Question 3. We now review k-fold cross-validation.

(a) Explain how k-fold cross-validation is implemented.

Divide the dataset into K equal folds and train the model with k-1 folds while the remaining 1-fold is the validation or testing set. Train the model and evaluate on the validation set and then check performance metrics such as accuracy and MSE for each k iteration. To see overall performance get the average of the k performance scores.

(b) What are the advantages and disadvantages of k-fold cross validation relative to:

i. The validation set approach?

Advantages of k-fold have more stable results with reduced variance in performance, is less prone to overfitting, and utilizes the entire dataset that can reduce bias in the model evaluation. Disadvantages are it is more computationally intensive, complex, and can lead to data leakage if preprocessing is done incorrectly.

ii. LOOCV?

The advantages are that K-fold is computationally faster, has a lower variance, and is more robust. Disadvantages are that k-fold can be less accurate, more biased, and requires a choice of k.

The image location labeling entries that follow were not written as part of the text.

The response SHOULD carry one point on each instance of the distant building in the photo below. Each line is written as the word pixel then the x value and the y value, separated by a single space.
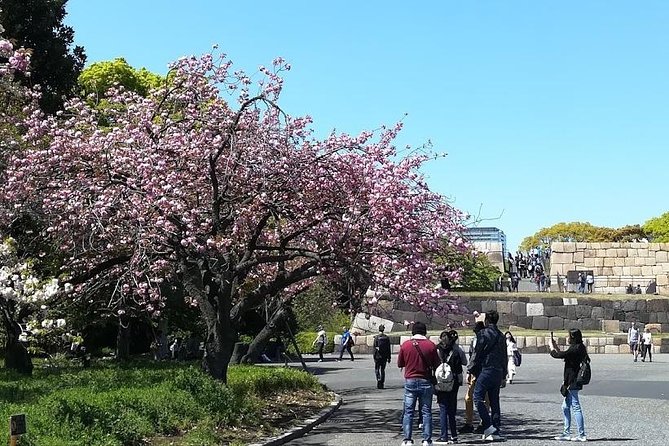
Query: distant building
pixel 490 241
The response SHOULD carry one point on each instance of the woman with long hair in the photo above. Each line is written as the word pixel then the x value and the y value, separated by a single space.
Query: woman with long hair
pixel 511 347
pixel 573 357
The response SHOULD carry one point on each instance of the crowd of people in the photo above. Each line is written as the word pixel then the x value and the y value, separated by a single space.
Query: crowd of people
pixel 493 358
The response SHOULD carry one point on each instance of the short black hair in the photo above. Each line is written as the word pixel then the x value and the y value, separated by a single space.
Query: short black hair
pixel 419 328
pixel 492 316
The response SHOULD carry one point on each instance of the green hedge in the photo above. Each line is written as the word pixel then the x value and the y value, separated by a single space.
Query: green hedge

Question 5. In Chapter 4, we used logistic regression to predict the probability of default using income and balance on the Default data set. We will now estimate the test error of this logistic regression model using the validation set approach. Do not forget to set a random seed before beginning your analysis.

(a) Fit a logistic regression model that uses income and balance to predict default.

library(ISLR)
## Warning: package 'ISLR' was built under R version 4.3.3
library(ISLR2)
## Warning: package 'ISLR2' was built under R version 4.3.3
## 
## Attaching package: 'ISLR2'
## The following objects are masked from 'package:ISLR':
## 
##     Auto, Credit
set.seed(1)
glm.fit <- glm(default ~ income + balance, data = Default, family = "binomial")
summary(glm.fit)
## 
## Call:
## glm(formula = default ~ income + balance, family = "binomial", 
##     data = Default)
## 
## Coefficients:
##               Estimate Std. Error z value Pr(>|z|)    
## (Intercept) -1.154e+01  4.348e-01 -26.545  < 2e-16 ***
## income       2.081e-05  4.985e-06   4.174 2.99e-05 ***
## balance      5.647e-03  2.274e-04  24.836  < 2e-16 ***
## ---
## Signif. codes:  0 '***' 0.001 '**' 0.01 '*' 0.05 '.' 0.1 ' ' 1
## 
## (Dispersion parameter for binomial family taken to be 1)
## 
##     Null deviance: 2920.6  on 9999  degrees of freedom
## Residual deviance: 1579.0  on 9997  degrees of freedom
## AIC: 1585
## 
## Number of Fisher Scoring iterations: 8

(b) Using the validation set approach, estimate the test error of this model. In order to do this, you must perform the following steps:

i. Split the sample set into a training set and a validation set.

n <- nrow(Default)
train <- sample(1:n, size = 0.8 * n)
test <- setdiff(1:n, train)

ii. Fit a multiple logistic regression model using only the training observations.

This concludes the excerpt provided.